Traumatic events like a school shooting leave parents feeling fear, anger, and anxiety. Processing these emotions while continuing to care for your child is not easy. We reached out to Dr. Alicia Lieberman, Director of the Child Trauma Research Program at the UCSF Department of Psychiatry and a member of the CCY Expert Panel, to get her guidance.

Center for Children and Youth: Tragedies like school shootings can bring up a lot of different emotions. What would you say to parents who are feeling fear or anxiety about the safety of their children?

Dr. Alicia Lieberman: Parents are realistic to feel fear about the safety of their children. Parents’ fear and anxiety stem from their sense of helplessness about the conditions that endanger their children. At the same time, it is important to remember that the statistical probability that their children will get hurt is low. Devastating events can make us feel that danger is everywhere and can paralyze us with fear even if they are relatively rare.

Some anxiety is appropriate and healthy because it spurs us to protective action, but intense anxiety that interferes with daily activities needs attention and care to make it manageable.

CCY: What are some ways parents can process those emotions?

AL: Parents need to give themselves permission for self-care by taking time for their social life, rest, and doing things they enjoy.  It’s very helpful to also pay attention to our emotions, focusing on what we are feeling in our body at a specific moment and giving that feeling a specific name (for example, “anger”, “confusion”, “fear”).

There are wonderful breathing and mindfulness exercises that are very effective in managing anxiety; there is evidence that taking just 60-90 seconds several times a day for self-care can increase wellbeing. It can be as simple as looking through the window, humming a favorite song, looking at the photo of a loved one, breathing mindfully, stretching, saying a prayer. These activities can re-set our internal state, and their positive effects accumulate when done regularly.

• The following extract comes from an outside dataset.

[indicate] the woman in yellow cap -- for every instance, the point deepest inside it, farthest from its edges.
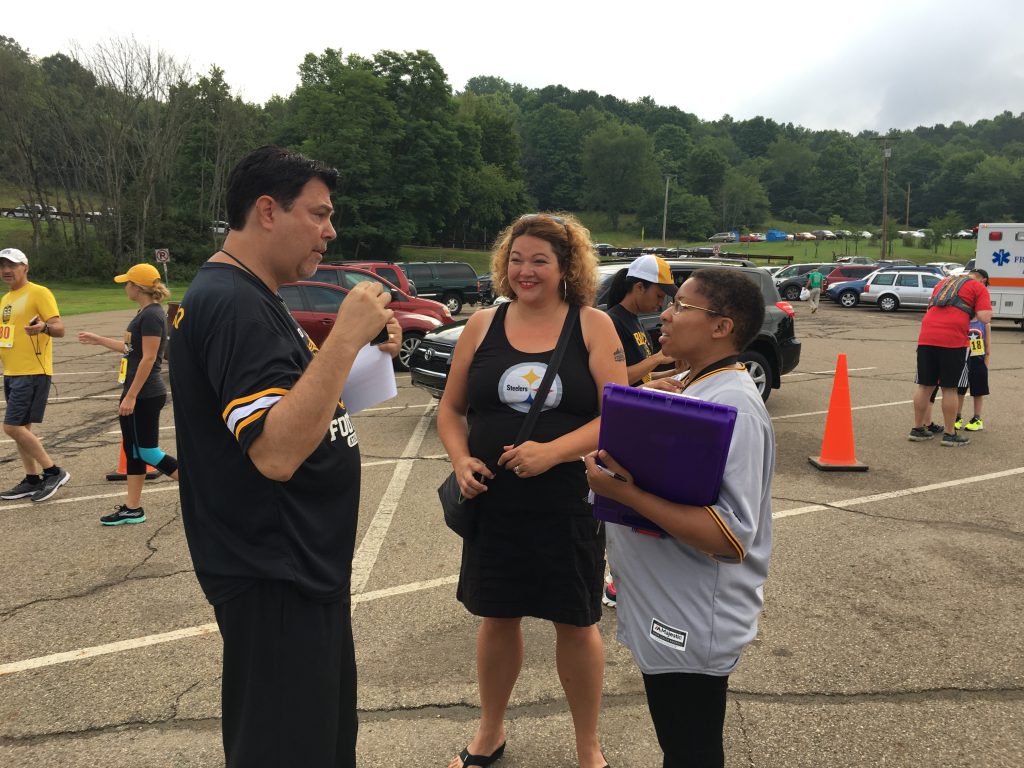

CCY: How can parents provide comfort and reassurance to their children, even as they themselves are still experiencing fear? How honest should parents be with their children about the way they are feeling?

AL: Truth is essential because children are very accurate observers of our emotions. At the same time, the truth needs be tailored to the child’s developmental stage. We can tell them that we are sad and mad because these are legitimate feelings that they are also entitled to have, but it’s important to show them by our example and our support that these feelings are manageable.

Always emphasize what we and other adults are doing to keep the child safe. It’s also important to maintain regular, predictable, comforting daily routines: meals together, time together, bedtime routines, opportunities to play. Continue to uphold expectations about the child’s behavior but be flexible when the child’s anxiety calls for extra cuddles, more comfort, and more reassurance. Take firm and immediate action to curtail self-endangering behavior and limit access to media and social media.

Finally, social action is a wonderful way of modeling protection: for example, telling the child how we are participating in the effort to change conditions so that children and families are safe.

CCY: As we head into summer, parents may be dropping kids off for camps or activities, families may be traveling through busy spaces or attending crowded events. How can parents deal with anxieties that may be triggered in those moments?

AL: It is helpful to anticipate. Before embarking on an activity, take some time to think ahead about how it will feel. Monitor the feelings in your body and give them a name. Trauma triggers are unsettling because they take us by surprise.  We can increase our control over them by identifying them in advance, giving them a name, and finding a practice that helps us regulate the response.  The more we practice, the better we become at helping ourselves and our children.

CCY: What would you say to parents who are struggling to process their emotions or who may be worrying about how their reaction is impacting their child?

Parents need permission to be gentle with themselves.  Someone once told me, “Compassion that does not include us is not complete”. We will unfailingly fail to live up to our own expectations and lose control of our emotions and behavior.

The concept of “repair” has emerged again and again in studies showing that children do best when their parents are able to recover from dysregulated emotions, explain what happened, ask how the child is feeling, and find ways to return to a place of understanding and safety.  We call it “speaking the unspeakable”.  Children really crave authenticity.  Being real with children, acknowledging that things are hard sometimes and that we make mistakes is very reassuring to them because it enables them to accept themselves as well.

Remember, emotions are contagious. Children learn more from watching what we do than from what we tell them. They are keen observers of the people they love and they learn a lot by osmosis.  They are like little sponges that absorb the emotional climate that we create.

In taking care of our emotions, we take care of them because they grow as we grow.

Dr. Alicia Lieberman is Director of the Child Trauma Research Program at the UCSF Department of Psychiatry; the developer of Child-Parent Psychotherapy, an evidence-based trauma-informed treatment for young children and their caregivers; and a member of the CCY Expert Panel.